Music

Glassjaw: Worship and Tribute

Adrien Begrand

Glassjaw

Worship and Tribute

Label: Warner Bros.
US Release Date: 2002-07-09
UK Release Date: 2002-08-12
Amazon
iTunes

When I first received Glassjaw's second album, Worship and Tribute, I tried giving it a sample listen every once in a while, but whenever I tried to get through it, something would happen that would force me away from the stereo, and for about five times in a row, I had to stop the CD after the first five songs. So for a while all I knew about Worship and Tribute was that handful of songs, and judging from those, this new album sounded like it would be a keeper.
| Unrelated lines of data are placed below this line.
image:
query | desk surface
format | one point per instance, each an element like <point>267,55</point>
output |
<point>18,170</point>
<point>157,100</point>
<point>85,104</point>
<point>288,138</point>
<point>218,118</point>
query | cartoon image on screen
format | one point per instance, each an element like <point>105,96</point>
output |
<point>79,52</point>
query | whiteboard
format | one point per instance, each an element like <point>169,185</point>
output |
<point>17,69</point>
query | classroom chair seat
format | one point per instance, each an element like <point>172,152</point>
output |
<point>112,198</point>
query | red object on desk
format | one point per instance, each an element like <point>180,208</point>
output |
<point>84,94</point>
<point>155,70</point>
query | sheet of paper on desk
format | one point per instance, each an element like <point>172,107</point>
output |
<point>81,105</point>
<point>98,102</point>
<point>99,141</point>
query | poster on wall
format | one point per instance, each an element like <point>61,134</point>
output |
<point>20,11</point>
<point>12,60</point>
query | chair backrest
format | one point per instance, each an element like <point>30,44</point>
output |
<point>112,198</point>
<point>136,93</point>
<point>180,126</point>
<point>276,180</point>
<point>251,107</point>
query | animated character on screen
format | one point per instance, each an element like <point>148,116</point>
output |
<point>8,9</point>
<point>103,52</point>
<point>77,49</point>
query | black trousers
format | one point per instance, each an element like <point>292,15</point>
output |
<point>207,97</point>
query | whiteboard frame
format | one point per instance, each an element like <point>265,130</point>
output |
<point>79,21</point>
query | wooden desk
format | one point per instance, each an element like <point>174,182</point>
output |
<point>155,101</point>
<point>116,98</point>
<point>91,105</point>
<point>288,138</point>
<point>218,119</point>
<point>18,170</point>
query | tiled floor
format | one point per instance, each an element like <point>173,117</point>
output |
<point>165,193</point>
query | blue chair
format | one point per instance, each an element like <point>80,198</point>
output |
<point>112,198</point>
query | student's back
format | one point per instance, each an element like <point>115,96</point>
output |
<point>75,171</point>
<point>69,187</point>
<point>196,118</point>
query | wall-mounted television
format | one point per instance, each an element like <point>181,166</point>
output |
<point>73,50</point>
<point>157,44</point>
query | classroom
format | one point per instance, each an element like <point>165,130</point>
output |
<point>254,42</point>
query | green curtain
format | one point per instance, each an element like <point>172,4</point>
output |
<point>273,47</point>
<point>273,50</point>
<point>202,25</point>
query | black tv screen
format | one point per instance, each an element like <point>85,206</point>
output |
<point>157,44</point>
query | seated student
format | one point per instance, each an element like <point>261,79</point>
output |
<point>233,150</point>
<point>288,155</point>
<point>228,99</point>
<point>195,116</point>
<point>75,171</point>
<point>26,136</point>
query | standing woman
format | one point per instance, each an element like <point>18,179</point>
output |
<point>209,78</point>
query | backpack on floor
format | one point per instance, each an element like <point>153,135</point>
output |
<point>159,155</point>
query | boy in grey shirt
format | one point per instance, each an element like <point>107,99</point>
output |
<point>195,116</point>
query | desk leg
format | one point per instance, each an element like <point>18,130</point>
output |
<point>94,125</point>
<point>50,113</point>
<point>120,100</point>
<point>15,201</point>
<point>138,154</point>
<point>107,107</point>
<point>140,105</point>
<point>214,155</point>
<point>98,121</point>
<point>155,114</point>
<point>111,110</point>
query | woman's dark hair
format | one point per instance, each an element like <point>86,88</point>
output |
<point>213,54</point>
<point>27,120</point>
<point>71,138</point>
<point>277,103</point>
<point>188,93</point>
Unfortunately, I eventually had to get through the entire album, and after a few listens to the CD in its entirety, I'm wondering how a band could louse up an album so badly after such a promising start.

The quintet from Long Island, New York, as they did on their debut album Everything You Ever Wanted to Know About Silence, employ the services of Ross Robinson on this disc, and his trademark production style is all over the album: razor-sharp guitar work by Justin Beck and Todd Weinstock, an intense, tight rhythm section (Larry Gorman on drums, Dave Allen on bass), and extremely impassioned vocals. At its best, the album blends harmony and noise in an unholy cross between nu-metal and emo, and there are moments that show that Glassjaw can be capable of picking up where At the Drive-In (which Robinson himself produced) left off a couple years ago.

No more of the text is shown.